COMET (Cambridge Open METadata) project blog

Friday, 20 May 2011

Metadata and standards - URI construction

We are continuing to finalize our RDf conversion and work through linking to OCLC resources. As we are also finalising the datasets we can make available under a permissive useful license, we are currently working of some random samples of catalogue data.

One issue worth highlighting at this stage is that of URI construction. URI's for records and other important entities described in a catalogue are a key component of linked data. We are taking a standards based approach to URI construction, trying to follow guidelines set out by the cabinet office for UK public sector (pdf link).

Our record URI string is quite simple:

http://data.lib.cam.ac.uk/id/entry/cul_comet_pddl_4589705

the /id/entry/ denotes that the uri relates to an identifier for either a catalogue entry or entity described in our dataset. The following identifier string is a mixture of a string of characters for the dataset (which we may remove) and the catalogue records' identifier, already used in persistent URL's for our catalogue interface.

One issue we've not tackled is human readable unique identifiers for creators. The guild portion at the end constructed from a string of characters (say the 100$a in a Marc record) being stripped of punctuation (where errors tend to occur) and run through an MD5 checksum.

http://data.lib.cam.ac.uk/id/entity/cul_comet_pddl_0a72dd0c8fe090f78970db02b336900f

Human readable URI's would be nice, but some attempt at keeping this unique is probably better. If the Library of Congress were to follow suit on their excellent subject work and publish their name authority file as linked data, we could utilize and guids used there. Hopefully, we will be able to provide links to relevant VIAFF (Virtual International Authority File) entries for authors, where they can be matched by OCLC.

I'll follow this up shortly with a post about how we are ensuring the data behind a URI is easily referenced by both humans and machines.

Thursday, 19 May 2011

Small (but fiddly) win for URI's ...

Work on RDF conversion goes on. In addition to eventual complete dumps of data, we've also started putting together the pieces for our application to support RDF queries via SPARQL and HTTPD.

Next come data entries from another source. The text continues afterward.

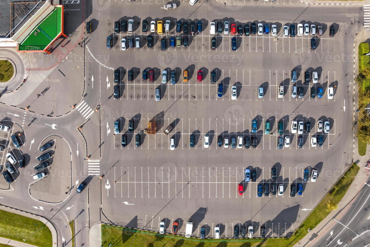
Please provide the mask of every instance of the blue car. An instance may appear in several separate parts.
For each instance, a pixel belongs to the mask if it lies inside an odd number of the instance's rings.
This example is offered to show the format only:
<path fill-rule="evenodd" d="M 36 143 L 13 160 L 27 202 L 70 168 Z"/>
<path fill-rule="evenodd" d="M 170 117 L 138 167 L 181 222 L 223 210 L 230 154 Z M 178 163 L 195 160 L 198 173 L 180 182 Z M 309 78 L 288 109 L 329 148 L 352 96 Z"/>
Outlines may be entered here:
<path fill-rule="evenodd" d="M 257 119 L 253 119 L 252 121 L 252 132 L 253 133 L 257 132 Z"/>
<path fill-rule="evenodd" d="M 297 193 L 299 195 L 302 195 L 303 192 L 303 184 L 298 184 L 298 191 Z"/>
<path fill-rule="evenodd" d="M 259 197 L 262 196 L 262 184 L 259 184 L 257 187 L 257 196 Z"/>
<path fill-rule="evenodd" d="M 317 97 L 321 98 L 324 95 L 324 90 L 322 87 L 317 88 Z"/>
<path fill-rule="evenodd" d="M 223 85 L 222 83 L 220 83 L 218 84 L 218 90 L 217 91 L 217 97 L 219 98 L 222 98 L 223 94 Z"/>
<path fill-rule="evenodd" d="M 270 26 L 268 24 L 266 24 L 263 26 L 263 33 L 266 34 L 268 34 L 269 33 L 270 33 Z"/>

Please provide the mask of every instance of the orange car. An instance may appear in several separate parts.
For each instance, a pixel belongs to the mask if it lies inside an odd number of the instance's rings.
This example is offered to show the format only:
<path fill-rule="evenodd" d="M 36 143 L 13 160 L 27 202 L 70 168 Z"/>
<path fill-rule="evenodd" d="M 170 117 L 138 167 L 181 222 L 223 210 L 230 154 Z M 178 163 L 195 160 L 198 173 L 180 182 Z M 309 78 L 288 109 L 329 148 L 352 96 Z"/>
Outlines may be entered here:
<path fill-rule="evenodd" d="M 174 224 L 172 225 L 172 234 L 177 234 L 177 229 L 179 228 L 179 223 L 177 221 L 174 222 Z"/>

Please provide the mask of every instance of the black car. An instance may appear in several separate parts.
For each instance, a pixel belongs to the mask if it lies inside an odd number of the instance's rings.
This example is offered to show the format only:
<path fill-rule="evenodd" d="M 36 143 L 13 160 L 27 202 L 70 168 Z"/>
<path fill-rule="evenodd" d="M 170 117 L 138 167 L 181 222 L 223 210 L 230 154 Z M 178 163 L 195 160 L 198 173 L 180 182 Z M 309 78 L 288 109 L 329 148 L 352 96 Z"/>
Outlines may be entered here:
<path fill-rule="evenodd" d="M 234 226 L 234 238 L 237 238 L 239 237 L 239 227 L 237 225 Z"/>
<path fill-rule="evenodd" d="M 215 50 L 217 45 L 217 41 L 216 40 L 216 38 L 213 37 L 211 40 L 211 49 L 212 50 Z"/>
<path fill-rule="evenodd" d="M 257 147 L 257 137 L 252 137 L 252 147 L 255 148 Z"/>
<path fill-rule="evenodd" d="M 257 171 L 256 170 L 252 170 L 252 182 L 257 181 Z"/>
<path fill-rule="evenodd" d="M 121 31 L 122 33 L 127 31 L 127 23 L 125 20 L 122 20 L 121 21 Z"/>
<path fill-rule="evenodd" d="M 118 83 L 120 81 L 120 70 L 114 71 L 114 82 Z"/>
<path fill-rule="evenodd" d="M 311 88 L 311 98 L 314 99 L 316 97 L 316 89 L 314 87 Z"/>
<path fill-rule="evenodd" d="M 137 147 L 140 147 L 141 141 L 140 135 L 138 134 L 135 136 L 135 146 Z"/>
<path fill-rule="evenodd" d="M 296 26 L 294 25 L 291 25 L 290 27 L 290 37 L 294 37 L 296 36 Z"/>
<path fill-rule="evenodd" d="M 265 196 L 268 196 L 270 194 L 270 186 L 267 183 L 263 184 L 263 193 Z"/>
<path fill-rule="evenodd" d="M 134 48 L 134 38 L 128 37 L 128 47 L 130 48 Z"/>
<path fill-rule="evenodd" d="M 38 149 L 39 150 L 43 152 L 51 146 L 51 144 L 50 142 L 47 143 L 45 144 Z"/>
<path fill-rule="evenodd" d="M 18 162 L 19 163 L 19 168 L 24 168 L 26 164 L 24 164 L 24 157 L 21 156 L 18 158 Z"/>
<path fill-rule="evenodd" d="M 255 34 L 257 32 L 257 26 L 256 23 L 250 23 L 250 33 L 252 34 Z"/>
<path fill-rule="evenodd" d="M 122 135 L 121 140 L 121 146 L 124 147 L 127 146 L 127 136 L 126 135 Z"/>
<path fill-rule="evenodd" d="M 264 238 L 266 236 L 266 228 L 262 226 L 259 229 L 260 237 L 261 238 Z"/>
<path fill-rule="evenodd" d="M 134 119 L 130 119 L 128 121 L 128 132 L 134 132 Z"/>
<path fill-rule="evenodd" d="M 243 36 L 243 27 L 241 25 L 238 26 L 238 34 L 239 36 Z"/>
<path fill-rule="evenodd" d="M 332 37 L 334 36 L 334 33 L 335 32 L 335 28 L 334 27 L 334 25 L 332 25 L 330 26 L 330 27 L 329 28 L 329 36 Z"/>
<path fill-rule="evenodd" d="M 290 196 L 295 196 L 296 193 L 297 192 L 297 189 L 296 187 L 296 185 L 292 184 L 290 184 Z"/>
<path fill-rule="evenodd" d="M 193 34 L 195 33 L 195 23 L 194 21 L 190 23 L 190 33 Z"/>
<path fill-rule="evenodd" d="M 148 31 L 148 20 L 142 20 L 142 24 L 141 25 L 141 31 L 143 33 L 146 33 Z"/>
<path fill-rule="evenodd" d="M 120 23 L 118 21 L 114 22 L 114 33 L 120 33 Z"/>
<path fill-rule="evenodd" d="M 153 36 L 151 34 L 149 34 L 148 36 L 148 43 L 147 46 L 148 48 L 153 47 Z"/>
<path fill-rule="evenodd" d="M 276 177 L 278 176 L 278 169 L 276 167 L 272 167 L 271 168 L 271 180 L 273 181 L 276 181 Z"/>
<path fill-rule="evenodd" d="M 4 176 L 4 178 L 5 179 L 5 181 L 8 184 L 10 184 L 14 181 L 14 178 L 10 176 L 10 174 L 7 171 L 4 171 L 3 172 L 3 175 Z"/>
<path fill-rule="evenodd" d="M 249 25 L 244 24 L 244 36 L 249 36 Z"/>
<path fill-rule="evenodd" d="M 161 40 L 161 50 L 166 50 L 166 38 L 162 38 Z"/>
<path fill-rule="evenodd" d="M 316 49 L 316 40 L 314 38 L 311 39 L 311 49 L 315 50 Z"/>
<path fill-rule="evenodd" d="M 189 24 L 187 21 L 182 23 L 182 31 L 186 35 L 189 34 Z"/>
<path fill-rule="evenodd" d="M 276 183 L 273 183 L 271 184 L 271 194 L 274 195 L 276 194 Z"/>
<path fill-rule="evenodd" d="M 44 162 L 43 162 L 42 163 L 38 164 L 34 167 L 34 168 L 35 169 L 35 171 L 40 171 L 45 169 L 50 165 L 50 164 L 49 164 L 49 162 L 47 161 L 46 161 Z"/>
<path fill-rule="evenodd" d="M 195 146 L 195 136 L 193 134 L 190 135 L 190 147 L 194 147 Z"/>
<path fill-rule="evenodd" d="M 303 147 L 303 137 L 302 136 L 299 136 L 297 138 L 297 140 L 298 141 L 298 147 L 302 148 Z"/>
<path fill-rule="evenodd" d="M 127 72 L 127 80 L 129 81 L 132 81 L 134 80 L 134 71 L 130 70 Z"/>
<path fill-rule="evenodd" d="M 86 23 L 86 33 L 89 34 L 91 33 L 91 23 L 88 21 Z"/>
<path fill-rule="evenodd" d="M 120 99 L 120 87 L 117 85 L 113 87 L 113 97 L 116 100 Z"/>
<path fill-rule="evenodd" d="M 221 33 L 222 32 L 222 23 L 219 21 L 217 23 L 217 33 Z"/>
<path fill-rule="evenodd" d="M 245 143 L 245 148 L 249 148 L 250 146 L 250 139 L 249 136 L 246 136 L 244 138 L 244 143 Z"/>
<path fill-rule="evenodd" d="M 306 133 L 309 133 L 311 131 L 311 123 L 310 123 L 310 121 L 307 121 L 305 123 L 305 131 Z"/>
<path fill-rule="evenodd" d="M 180 33 L 181 31 L 181 22 L 180 21 L 176 23 L 176 33 Z"/>
<path fill-rule="evenodd" d="M 144 81 L 148 80 L 148 70 L 144 70 L 142 71 L 142 80 Z"/>
<path fill-rule="evenodd" d="M 216 71 L 212 70 L 212 72 L 211 73 L 211 83 L 215 83 L 216 79 Z"/>
<path fill-rule="evenodd" d="M 219 147 L 222 147 L 222 144 L 223 144 L 223 142 L 222 140 L 222 137 L 221 136 L 219 136 L 218 137 L 217 137 L 217 145 Z"/>
<path fill-rule="evenodd" d="M 305 72 L 305 83 L 306 84 L 309 84 L 310 83 L 310 71 L 306 71 Z"/>
<path fill-rule="evenodd" d="M 185 48 L 188 47 L 188 36 L 184 36 L 182 38 L 182 45 Z"/>
<path fill-rule="evenodd" d="M 77 187 L 77 189 L 76 190 L 76 193 L 77 194 L 80 194 L 81 193 L 81 191 L 84 189 L 86 186 L 86 183 L 84 182 L 83 182 L 81 183 L 78 187 Z"/>

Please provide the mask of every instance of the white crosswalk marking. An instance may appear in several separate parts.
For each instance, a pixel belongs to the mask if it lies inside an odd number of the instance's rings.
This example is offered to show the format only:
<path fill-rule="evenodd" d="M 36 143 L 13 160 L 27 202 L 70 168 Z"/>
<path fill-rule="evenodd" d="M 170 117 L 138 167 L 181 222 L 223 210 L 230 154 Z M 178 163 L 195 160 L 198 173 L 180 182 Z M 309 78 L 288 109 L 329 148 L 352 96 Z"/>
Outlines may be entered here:
<path fill-rule="evenodd" d="M 99 160 L 89 160 L 88 163 L 88 174 L 100 175 L 100 161 Z"/>
<path fill-rule="evenodd" d="M 84 100 L 76 107 L 76 109 L 86 119 L 90 117 L 90 116 L 94 113 L 94 110 Z"/>

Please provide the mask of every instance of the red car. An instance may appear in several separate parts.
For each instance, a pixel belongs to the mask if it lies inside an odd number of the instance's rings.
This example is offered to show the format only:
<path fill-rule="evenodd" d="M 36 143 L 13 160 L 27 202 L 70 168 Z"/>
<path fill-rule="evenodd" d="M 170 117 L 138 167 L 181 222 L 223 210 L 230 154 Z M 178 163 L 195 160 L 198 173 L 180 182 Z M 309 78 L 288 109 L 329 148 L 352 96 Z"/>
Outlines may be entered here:
<path fill-rule="evenodd" d="M 198 70 L 198 77 L 196 80 L 198 81 L 201 81 L 203 80 L 203 71 L 202 70 Z"/>
<path fill-rule="evenodd" d="M 231 34 L 236 34 L 236 24 L 235 23 L 231 24 Z"/>
<path fill-rule="evenodd" d="M 243 184 L 239 184 L 238 186 L 238 192 L 239 193 L 239 194 L 240 196 L 243 195 L 243 192 L 244 190 L 243 188 Z"/>
<path fill-rule="evenodd" d="M 153 70 L 149 70 L 149 81 L 153 82 L 154 81 L 154 71 Z"/>

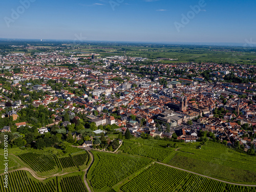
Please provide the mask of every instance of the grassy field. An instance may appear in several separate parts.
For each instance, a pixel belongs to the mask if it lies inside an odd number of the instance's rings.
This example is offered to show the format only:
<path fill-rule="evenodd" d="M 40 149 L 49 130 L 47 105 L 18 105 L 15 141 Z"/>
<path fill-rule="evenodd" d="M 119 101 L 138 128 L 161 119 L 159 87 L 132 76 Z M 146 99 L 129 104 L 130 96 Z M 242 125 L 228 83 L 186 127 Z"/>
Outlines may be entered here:
<path fill-rule="evenodd" d="M 256 183 L 255 157 L 221 144 L 183 144 L 168 164 L 204 175 L 237 183 Z"/>
<path fill-rule="evenodd" d="M 256 188 L 227 184 L 156 163 L 123 185 L 121 189 L 124 192 L 252 192 Z"/>
<path fill-rule="evenodd" d="M 151 163 L 150 160 L 143 158 L 97 151 L 92 153 L 94 162 L 87 177 L 96 191 L 104 191 L 127 177 L 136 175 L 136 172 Z"/>
<path fill-rule="evenodd" d="M 255 157 L 239 153 L 221 144 L 207 142 L 177 143 L 178 148 L 167 147 L 175 143 L 137 138 L 124 141 L 119 151 L 142 156 L 203 175 L 237 183 L 256 184 Z M 147 150 L 150 148 L 150 150 Z M 170 150 L 161 155 L 161 150 Z M 177 150 L 177 151 L 176 151 Z"/>
<path fill-rule="evenodd" d="M 0 158 L 4 157 L 1 155 L 2 151 L 0 150 Z M 9 153 L 9 170 L 28 167 L 42 176 L 82 170 L 87 167 L 90 161 L 88 152 L 72 147 L 65 151 L 53 147 L 44 150 L 12 148 Z M 0 174 L 3 173 L 4 168 L 1 165 Z"/>
<path fill-rule="evenodd" d="M 0 176 L 3 181 L 4 176 Z M 29 172 L 17 170 L 8 174 L 8 187 L 4 187 L 3 182 L 0 183 L 0 191 L 3 192 L 55 192 L 55 178 L 43 181 L 35 179 Z"/>

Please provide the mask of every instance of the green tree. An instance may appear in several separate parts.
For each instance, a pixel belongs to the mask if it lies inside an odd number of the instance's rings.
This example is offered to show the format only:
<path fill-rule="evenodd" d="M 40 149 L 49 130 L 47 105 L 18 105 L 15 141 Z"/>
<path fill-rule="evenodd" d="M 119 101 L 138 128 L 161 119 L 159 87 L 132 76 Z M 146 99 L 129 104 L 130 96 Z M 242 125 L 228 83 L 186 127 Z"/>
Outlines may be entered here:
<path fill-rule="evenodd" d="M 27 141 L 23 139 L 22 137 L 19 137 L 14 139 L 13 144 L 17 147 L 22 147 L 25 146 L 27 144 Z"/>
<path fill-rule="evenodd" d="M 131 119 L 132 119 L 132 120 L 133 120 L 134 121 L 135 121 L 135 120 L 136 120 L 136 116 L 135 115 L 133 115 L 133 114 L 131 115 L 130 116 L 130 117 Z"/>
<path fill-rule="evenodd" d="M 100 139 L 101 143 L 105 144 L 106 143 L 106 138 L 104 135 L 104 133 L 102 132 L 101 133 Z"/>
<path fill-rule="evenodd" d="M 173 133 L 173 135 L 172 135 L 172 138 L 174 139 L 177 139 L 178 138 L 178 136 L 175 133 Z"/>
<path fill-rule="evenodd" d="M 119 139 L 123 139 L 123 134 L 121 132 L 119 132 L 118 133 L 118 136 L 117 137 L 117 138 Z"/>
<path fill-rule="evenodd" d="M 131 135 L 131 133 L 128 128 L 126 129 L 125 131 L 125 133 L 124 134 L 124 138 L 125 139 L 130 139 L 132 138 L 132 135 Z"/>
<path fill-rule="evenodd" d="M 73 138 L 72 134 L 71 134 L 71 132 L 69 132 L 66 140 L 70 143 L 74 143 L 74 138 Z"/>
<path fill-rule="evenodd" d="M 90 129 L 92 131 L 97 130 L 97 127 L 96 123 L 94 122 L 92 122 L 90 124 Z"/>
<path fill-rule="evenodd" d="M 96 111 L 96 110 L 94 110 L 93 111 L 93 115 L 95 116 L 97 116 L 99 114 L 99 113 Z"/>
<path fill-rule="evenodd" d="M 95 138 L 93 139 L 93 144 L 97 145 L 98 144 L 100 144 L 100 143 L 101 143 L 100 139 L 98 137 Z"/>
<path fill-rule="evenodd" d="M 68 112 L 65 113 L 65 115 L 64 115 L 64 121 L 69 121 L 69 116 Z"/>
<path fill-rule="evenodd" d="M 187 121 L 187 124 L 188 124 L 189 125 L 191 125 L 192 124 L 193 124 L 193 122 L 191 120 L 190 120 L 188 121 Z"/>
<path fill-rule="evenodd" d="M 41 150 L 45 147 L 45 141 L 42 138 L 39 138 L 35 142 L 35 147 L 38 150 Z"/>

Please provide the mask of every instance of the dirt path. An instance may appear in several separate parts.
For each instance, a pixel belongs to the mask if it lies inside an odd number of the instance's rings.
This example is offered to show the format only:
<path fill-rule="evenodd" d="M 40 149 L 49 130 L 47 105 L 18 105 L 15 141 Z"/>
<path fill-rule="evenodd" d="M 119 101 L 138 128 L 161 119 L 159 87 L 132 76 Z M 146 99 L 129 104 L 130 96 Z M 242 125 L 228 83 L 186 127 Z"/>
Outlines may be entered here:
<path fill-rule="evenodd" d="M 91 188 L 89 187 L 89 185 L 88 185 L 88 183 L 87 183 L 87 181 L 86 180 L 86 178 L 87 176 L 87 173 L 88 173 L 88 170 L 89 170 L 89 168 L 91 167 L 92 165 L 93 164 L 94 161 L 94 158 L 93 158 L 93 155 L 91 153 L 90 151 L 88 151 L 88 153 L 90 154 L 90 156 L 91 157 L 91 159 L 92 159 L 92 161 L 91 162 L 91 163 L 90 164 L 89 166 L 83 170 L 84 172 L 84 175 L 83 176 L 83 182 L 84 182 L 84 184 L 86 184 L 86 188 L 87 188 L 87 189 L 88 190 L 89 192 L 93 192 L 93 191 L 92 191 L 92 190 L 91 190 Z"/>
<path fill-rule="evenodd" d="M 185 169 L 183 169 L 181 168 L 176 167 L 175 167 L 175 166 L 172 166 L 172 165 L 167 165 L 167 164 L 164 164 L 164 163 L 160 163 L 159 162 L 156 162 L 157 163 L 159 163 L 159 164 L 161 164 L 162 165 L 168 166 L 172 167 L 172 168 L 177 168 L 178 169 L 181 170 L 183 170 L 184 172 L 190 173 L 191 174 L 196 174 L 196 175 L 199 175 L 200 176 L 206 177 L 206 178 L 208 178 L 208 179 L 213 179 L 214 180 L 216 180 L 216 181 L 221 181 L 221 182 L 222 182 L 225 183 L 231 184 L 231 185 L 245 186 L 248 186 L 248 187 L 256 187 L 256 185 L 247 185 L 247 184 L 238 184 L 238 183 L 234 183 L 229 182 L 227 182 L 227 181 L 222 181 L 222 180 L 221 180 L 220 179 L 215 179 L 215 178 L 213 178 L 210 177 L 206 176 L 205 175 L 201 175 L 201 174 L 197 174 L 196 173 L 192 172 L 190 172 L 189 170 L 185 170 Z"/>
<path fill-rule="evenodd" d="M 119 146 L 114 152 L 114 153 L 116 153 L 119 149 L 119 148 L 122 145 L 122 144 L 123 144 L 123 140 L 122 140 L 121 141 L 121 144 L 119 145 Z"/>

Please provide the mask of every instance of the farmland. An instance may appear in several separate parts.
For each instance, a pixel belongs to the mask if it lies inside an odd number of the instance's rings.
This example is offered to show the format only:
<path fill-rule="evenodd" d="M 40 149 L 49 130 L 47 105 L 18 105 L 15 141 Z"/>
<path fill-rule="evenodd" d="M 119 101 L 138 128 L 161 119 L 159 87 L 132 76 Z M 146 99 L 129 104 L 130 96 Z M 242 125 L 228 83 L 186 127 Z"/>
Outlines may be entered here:
<path fill-rule="evenodd" d="M 168 164 L 229 182 L 256 183 L 255 157 L 219 143 L 208 142 L 201 149 L 198 145 L 180 144 Z"/>
<path fill-rule="evenodd" d="M 122 186 L 121 189 L 124 192 L 222 192 L 244 190 L 252 192 L 256 188 L 227 184 L 157 163 Z"/>
<path fill-rule="evenodd" d="M 3 181 L 4 176 L 0 176 Z M 17 170 L 8 174 L 8 188 L 4 187 L 3 182 L 0 183 L 0 191 L 3 192 L 55 192 L 56 187 L 53 179 L 41 182 L 33 178 L 27 172 Z"/>
<path fill-rule="evenodd" d="M 60 180 L 60 185 L 62 192 L 88 191 L 82 177 L 79 175 L 63 177 Z"/>
<path fill-rule="evenodd" d="M 58 168 L 54 157 L 51 155 L 30 152 L 19 155 L 18 157 L 35 172 L 51 173 Z"/>
<path fill-rule="evenodd" d="M 151 154 L 154 156 L 150 158 L 153 159 L 224 181 L 256 183 L 256 165 L 252 156 L 213 142 L 206 143 L 201 149 L 198 147 L 200 145 L 198 142 L 178 143 L 177 151 L 173 147 L 166 147 L 167 144 L 174 143 L 168 141 L 137 138 L 124 140 L 119 151 L 146 157 L 150 157 Z M 157 148 L 169 150 L 172 153 L 163 160 L 163 156 L 160 155 L 160 151 Z"/>
<path fill-rule="evenodd" d="M 87 152 L 75 153 L 74 155 L 69 154 L 58 158 L 61 166 L 65 170 L 72 170 L 72 169 L 85 168 L 89 161 L 89 155 Z"/>
<path fill-rule="evenodd" d="M 96 152 L 93 154 L 95 160 L 88 179 L 98 189 L 114 186 L 151 163 L 150 160 L 121 155 Z"/>

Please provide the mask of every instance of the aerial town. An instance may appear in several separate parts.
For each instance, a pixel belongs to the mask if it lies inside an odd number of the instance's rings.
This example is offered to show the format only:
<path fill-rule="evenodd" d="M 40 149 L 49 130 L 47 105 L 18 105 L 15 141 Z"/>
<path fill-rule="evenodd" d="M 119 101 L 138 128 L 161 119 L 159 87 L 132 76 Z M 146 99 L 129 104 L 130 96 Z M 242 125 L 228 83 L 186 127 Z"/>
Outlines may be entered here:
<path fill-rule="evenodd" d="M 92 136 L 128 130 L 135 137 L 211 140 L 255 153 L 256 66 L 62 52 L 0 56 L 7 82 L 0 84 L 0 113 L 8 119 L 1 132 L 34 126 L 92 146 Z M 42 119 L 26 109 L 48 113 Z"/>

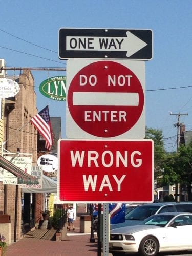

We are using the apache extension mod_rewrite to turn human readable uris like the below ...

http://data.lib.cam.ac.uk/id/entry/cul_comet_pddl_4589705

into those easily parsed by the web application dishing out the record content:

http://data.lib.cam.ac.uk/record.php?uri=http://data.lib.cam.ac.uk/id/entry/cul_comet_pddl_4589705&format=html

Its also considered best practice with linked data to provide dish up records in the format required by the requesting agent in their httpd request. This practice is referred to as 'cool uri's'. As an example, if I want to view 'http://data.lib.cam.ac.uk/id/entry/cul_comet_pddl_4589705' in a browser, when the standard http request accepts content returned as 'text/html', then they should see html in their browser.

Conversely, if they want to see rdf+xml content, they make request it via a script or command line, e.g:

curl -H "Accept: application/rdf+xml" http://data.lib.cam.ac.uk/id/entry/cul_comet_pddl_4589705

They should not have to add any kind of file extension (.rdf) to the request uri, although its also nice to support this.

We can handle this within the web application framework, which will involve monitoring requests and parsing incoming uri strings for file extensions, but that will add precious lines of code. Much easier to let the web server take over, which is where mod_rewite again comes in. It allows you to specify a set of rules that monitor for file extensions and accepted content types and rework uri's so a web application can dish out the required format

Sadly, we can't escape regular expressions, and mod_rewite relies heavily on them. Logging is also essential for de-bugging. Here is our htaccess ruleset, with each rule commented. We are still not supporting all the formats available for RDF distribution, but sticking to xml, json, baseline triples and turtle.

Mod_rewite or equivalent tools are a vital part of semantic web infrastructure, and whilst fiddly, a little knowledge can go a long way. Here are three great tutorials:

Beginners guide to mod_rewrite

Patrick Altofts' Ultimate guide

mod_rewrite and RDF

Tuesday, 19 April 2011

Quick project update ...

(Extracted from previous post for the sake of brevity)

In terms of project progress, we have a workable and easily customizable (CSV configurable) Marc21 to RDF-triples export script nearing completion. We hope to be able to share this towards the end of the project. Getting a suitable triple-store and associated software frameworks in place for a 'data.lib.cam.ac.uk' domain will be the next focus of our technical work. Work also continues on identifying records for sharing and internal discussions on licensing issues within the project, the main barrier to eventual data-release. We've also been in contact with Eric Childress and his colleagues over at OCLC in enhancing our data with identifiers for the FAST and VIAFF services.

Presentation at the 'Open Data Open Doors' event and other musings ...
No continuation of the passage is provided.